The vast number of lung-infiltrating neutrophils in patients with RSV-induced bronchiolitis appears to be the principal instigator of pulmonary immunopathology. The secretion of proteolytic enzymes, such as elastase, the production of ROS, and NET release can clearly injure the lungs. This might disrupt the delicate process of lung development in infancy and have lasting adverse consequences for lung anatomy, function, and susceptibility to chronic disease, including asthma. However, through direct antiviral activity of these and other neutrophil mechanisms, as well as through regulation of adaptive immune responses, neutrophils can also contribute to a protective antiviral response. In patients with severe RSV-induced bronchiolitis, the balance between neutrophil antimicrobial activity and collateral tissue damage appears to have shifted toward a pathologic response. Hence pharmacologic suppression of neutrophil activity could curtail lung injury. Possible approaches include (1) neutrophil-inhibitory macrolides43, 46; (2) inhibiting damaging neutrophil-derived products, such as elastase; (3) antagonizing neutrophil-modulatory adenosine; (4) neutrophil chemokine receptor blockade116, 117; (5) and targeting neutrophil-expressed inhibitory receptors.118, 119 We eagerly await the results of future clinical trials for the treatment of RSV infection with pharmacologic agents that can effectively dampen neutrophilic inflammation, such as the selective small-molecule CXCR2 (IL-8 receptor) antagonist danirixin (ClinicalTrials.gov identifier: NCT02201303).

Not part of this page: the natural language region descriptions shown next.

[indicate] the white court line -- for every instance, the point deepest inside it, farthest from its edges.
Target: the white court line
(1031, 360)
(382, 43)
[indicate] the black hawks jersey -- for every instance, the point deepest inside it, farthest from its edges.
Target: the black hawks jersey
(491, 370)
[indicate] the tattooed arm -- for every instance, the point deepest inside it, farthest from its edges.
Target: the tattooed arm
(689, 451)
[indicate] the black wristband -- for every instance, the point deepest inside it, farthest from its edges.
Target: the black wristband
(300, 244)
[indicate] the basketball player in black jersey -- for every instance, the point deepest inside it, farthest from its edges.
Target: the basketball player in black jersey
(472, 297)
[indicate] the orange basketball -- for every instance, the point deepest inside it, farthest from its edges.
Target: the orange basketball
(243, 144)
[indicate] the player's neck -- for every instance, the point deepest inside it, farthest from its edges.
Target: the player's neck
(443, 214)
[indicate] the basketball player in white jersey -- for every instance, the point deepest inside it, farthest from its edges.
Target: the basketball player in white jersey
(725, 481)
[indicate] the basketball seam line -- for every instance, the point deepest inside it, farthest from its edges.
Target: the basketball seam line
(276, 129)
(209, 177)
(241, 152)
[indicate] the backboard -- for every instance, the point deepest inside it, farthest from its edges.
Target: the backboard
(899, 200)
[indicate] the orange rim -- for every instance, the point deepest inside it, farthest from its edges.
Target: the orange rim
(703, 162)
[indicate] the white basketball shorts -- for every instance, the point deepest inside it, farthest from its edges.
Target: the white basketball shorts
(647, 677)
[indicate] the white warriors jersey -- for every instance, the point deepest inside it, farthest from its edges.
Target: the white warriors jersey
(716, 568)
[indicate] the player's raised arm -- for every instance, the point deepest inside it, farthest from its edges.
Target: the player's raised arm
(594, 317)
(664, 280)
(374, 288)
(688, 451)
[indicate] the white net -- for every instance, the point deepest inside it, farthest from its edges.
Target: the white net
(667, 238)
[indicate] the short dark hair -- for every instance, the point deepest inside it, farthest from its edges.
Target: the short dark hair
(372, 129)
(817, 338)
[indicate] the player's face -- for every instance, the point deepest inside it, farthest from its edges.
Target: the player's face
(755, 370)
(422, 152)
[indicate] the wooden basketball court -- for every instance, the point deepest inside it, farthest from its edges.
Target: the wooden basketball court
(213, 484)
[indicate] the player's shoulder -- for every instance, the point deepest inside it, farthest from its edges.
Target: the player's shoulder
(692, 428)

The relationship between extensive neutrophil infiltration of the airways in early life and later asthma development might not be limited to RSV infection. Lower respiratory tract illnesses in infants induced by other viruses are also associated with subsequent wheeze and asthma.7, 31, 120 Limited evidence also hints at a causal association between bacterial invasion of the respiratory tract and subsequent asthma development.121, 122, 123 Colonization of neonatal airways by pathogenic bacteria induces neutrophil response–associated cytokines and is associated with development of persistent wheezing and childhood asthma in a prospective birth cohort.124, 125 Moreover, among prospectively followed high-risk children, respiratory tract infections by pathogenic bacteria in early life were associated with an increased risk of school-age asthma. In fact, rather than a specific viral or bacterial pathogen, the total number of early respiratory tract infections correlated with the risk of childhood asthma in this study.

Although injurious when present in excess, neutrophils are essential to antimicrobial defense. The safety of treating RSV-induced bronchiolitis with neutrophil suppression could improve with the administration of RSV antivirals and prophylactic antibiotics. Recently, a newly developed RSV antiviral was successfully tested in a clinical trial wherein healthy adult subjects were challenged with RSV. By itself, however, an RSV antiviral might confer limited benefit when administered several days after onset of symptoms. For influenza, oseltamivir is only effective when administered within 36 to 48 hours after symptom onset. Similarly, antiviral treatments against RSV should ideally be administered as close to initial infection as possible to be at their most effective, yet RSV loads are already on the decrease when patients are admitted to the intensive care unit. Nonetheless, neutrophils are still abundantly present in the lungs,9, 10, 11 and thus neutrophil-mediated damage to the airways persists (Fig 2). Therefore we propose that suppressing neutrophil activity under the umbrella of RSV antivirals and prophylactic antibiotics offers a promising treatment strategy to improve the outcomes of infants with RSV-induced bronchiolitis and reduce the risk of subsequent asthma.